Durrett recalls a 1993 chance meeting with artist Jacob Lawrence in the Phillips galleries. “This was one of many trips to the Phillips, but my first time seeing the experiences of Black people lifted up and amplified on museum walls and meeting an art hero in the flesh. Drawing upon my own biography and Lawrence’s Migration Series, I re-imagine the façade of The Phillips Collection with translucent window film that echoes the modernist, geometric presentation of this masterful series that told of the exodus of Black people from the rural South and their migration to the urban North. The façade at once celebrates this seminal artist and amplifies a moment in time that forever altered the shape of American culture here, there, and everywhere.”
Victor Ekpuk
Artwork site: The Phillips Collection entrance vestibule, summer 2021
Victor Ekpuk (b. 1964, Akwa Ibom, Nigeria; lives in Washington, DC) is internationally renowned for his paintings, drawings, and sculptures, which reimagine the ancient Nigerian communication system, Nsibidi, to create his own unique language of abstraction. Ekpuk’s recent large-scale projects include a 30 x 18-foot mural for the North Carolina Museum of Art in 2017, and a 20-foot metal sculpture Hope and Dream Under Glory at Boone Elementary School in Southeast DC in 2019. Ekpuk is a Smithsonian Fellow and holds a BFA from Obafemi Awolowo University. His work has been featured at the Dakar Biennial, Senegal; Institut du Monde Arabe, Paris; Museum of Arts and Design, New York; Somerset House, London; New Museum of Contemporary Art, New York; and the 12th Havana Biennial, Cuba.

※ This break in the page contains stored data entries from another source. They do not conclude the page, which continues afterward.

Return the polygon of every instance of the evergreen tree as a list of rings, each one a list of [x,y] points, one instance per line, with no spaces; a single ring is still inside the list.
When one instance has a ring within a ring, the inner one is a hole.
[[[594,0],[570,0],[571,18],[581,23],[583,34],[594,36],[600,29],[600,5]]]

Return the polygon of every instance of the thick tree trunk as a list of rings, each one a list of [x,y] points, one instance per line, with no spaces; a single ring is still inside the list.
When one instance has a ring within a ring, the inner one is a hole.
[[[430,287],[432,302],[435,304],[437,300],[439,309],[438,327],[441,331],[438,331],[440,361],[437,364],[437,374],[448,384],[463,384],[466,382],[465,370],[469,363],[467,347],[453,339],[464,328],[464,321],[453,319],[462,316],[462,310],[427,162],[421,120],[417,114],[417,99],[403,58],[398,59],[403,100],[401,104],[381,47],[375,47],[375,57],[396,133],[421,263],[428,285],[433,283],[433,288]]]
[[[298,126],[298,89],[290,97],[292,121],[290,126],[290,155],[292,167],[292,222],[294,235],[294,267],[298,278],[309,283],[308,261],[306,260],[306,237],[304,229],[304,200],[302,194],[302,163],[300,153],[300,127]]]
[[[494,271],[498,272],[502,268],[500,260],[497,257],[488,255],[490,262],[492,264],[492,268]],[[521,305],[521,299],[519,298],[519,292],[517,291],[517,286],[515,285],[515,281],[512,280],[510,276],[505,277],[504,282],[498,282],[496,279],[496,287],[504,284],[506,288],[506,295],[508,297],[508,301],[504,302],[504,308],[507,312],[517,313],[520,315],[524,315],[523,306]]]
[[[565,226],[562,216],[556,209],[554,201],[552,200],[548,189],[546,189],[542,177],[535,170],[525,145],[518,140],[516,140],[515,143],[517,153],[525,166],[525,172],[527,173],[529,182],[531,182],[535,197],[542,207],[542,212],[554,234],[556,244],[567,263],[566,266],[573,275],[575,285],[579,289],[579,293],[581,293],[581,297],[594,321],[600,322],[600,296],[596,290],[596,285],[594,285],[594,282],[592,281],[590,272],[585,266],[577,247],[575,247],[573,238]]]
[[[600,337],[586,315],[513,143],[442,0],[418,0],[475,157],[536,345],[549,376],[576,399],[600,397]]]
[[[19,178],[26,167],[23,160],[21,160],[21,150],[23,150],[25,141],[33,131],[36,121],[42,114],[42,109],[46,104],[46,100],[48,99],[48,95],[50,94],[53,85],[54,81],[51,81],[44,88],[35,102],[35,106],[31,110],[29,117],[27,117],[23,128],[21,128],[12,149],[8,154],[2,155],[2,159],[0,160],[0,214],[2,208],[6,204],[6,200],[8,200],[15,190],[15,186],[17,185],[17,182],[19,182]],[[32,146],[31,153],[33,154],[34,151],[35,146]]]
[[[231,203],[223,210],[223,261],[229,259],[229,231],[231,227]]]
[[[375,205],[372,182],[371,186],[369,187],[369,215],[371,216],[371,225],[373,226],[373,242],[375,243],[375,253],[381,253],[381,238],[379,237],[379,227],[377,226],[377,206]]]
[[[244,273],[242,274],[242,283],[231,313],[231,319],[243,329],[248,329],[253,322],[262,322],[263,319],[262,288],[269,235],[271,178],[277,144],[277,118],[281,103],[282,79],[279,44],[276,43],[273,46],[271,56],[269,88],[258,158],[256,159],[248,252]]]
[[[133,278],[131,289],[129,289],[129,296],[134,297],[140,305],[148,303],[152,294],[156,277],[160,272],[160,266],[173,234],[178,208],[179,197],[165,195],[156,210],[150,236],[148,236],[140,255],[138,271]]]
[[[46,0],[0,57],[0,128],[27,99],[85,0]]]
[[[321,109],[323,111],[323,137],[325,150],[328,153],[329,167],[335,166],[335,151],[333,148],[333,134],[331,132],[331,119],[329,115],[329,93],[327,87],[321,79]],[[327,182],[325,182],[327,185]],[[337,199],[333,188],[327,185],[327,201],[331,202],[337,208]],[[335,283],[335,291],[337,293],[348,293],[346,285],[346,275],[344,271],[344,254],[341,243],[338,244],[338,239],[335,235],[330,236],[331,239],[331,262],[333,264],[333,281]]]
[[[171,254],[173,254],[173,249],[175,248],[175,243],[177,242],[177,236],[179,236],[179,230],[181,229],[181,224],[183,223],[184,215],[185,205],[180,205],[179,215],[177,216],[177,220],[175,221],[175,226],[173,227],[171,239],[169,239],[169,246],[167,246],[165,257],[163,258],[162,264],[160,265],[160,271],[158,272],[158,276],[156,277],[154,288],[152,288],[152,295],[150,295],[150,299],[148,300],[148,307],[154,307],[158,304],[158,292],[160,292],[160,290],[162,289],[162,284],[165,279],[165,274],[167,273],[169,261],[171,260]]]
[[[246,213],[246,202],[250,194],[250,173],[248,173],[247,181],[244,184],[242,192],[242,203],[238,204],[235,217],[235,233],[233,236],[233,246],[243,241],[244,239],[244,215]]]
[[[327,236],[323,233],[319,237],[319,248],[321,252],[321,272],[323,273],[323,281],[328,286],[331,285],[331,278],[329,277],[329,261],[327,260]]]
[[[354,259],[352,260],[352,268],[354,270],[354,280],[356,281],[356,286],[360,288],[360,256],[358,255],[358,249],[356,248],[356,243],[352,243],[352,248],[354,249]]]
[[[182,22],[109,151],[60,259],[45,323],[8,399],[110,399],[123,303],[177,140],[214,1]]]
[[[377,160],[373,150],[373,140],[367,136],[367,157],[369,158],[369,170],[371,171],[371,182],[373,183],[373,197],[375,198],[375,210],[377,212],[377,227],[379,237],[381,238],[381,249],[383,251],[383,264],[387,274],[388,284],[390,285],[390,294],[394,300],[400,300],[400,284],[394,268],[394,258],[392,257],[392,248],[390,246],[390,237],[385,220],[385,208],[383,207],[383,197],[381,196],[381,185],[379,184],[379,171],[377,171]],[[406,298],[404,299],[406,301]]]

Ekpuk’s work is in collections including the Hood Museum, Hanover, New Hampshire; Newark Museum of Art, New Jersey; and the Smithsonian National Museum of African American History and Culture, DC.
“In the vestibule of The Phillips Collection, I want to welcome visitors to a sense of a spiritual sacred space through an immersive experience. Through my ‘script’ drawings, the distinction between writing and visual art, legibility and illegibility are all dissolved. This process encourages viewers to experience my work in a holistic manner, allowing the abstraction rooted in ancestral knowledge and indigenous power symbols to build intuitive meaning. In the vestibule, I wish to create a collective experience across cultures and space to connect the ancient past and the contemporary moment.”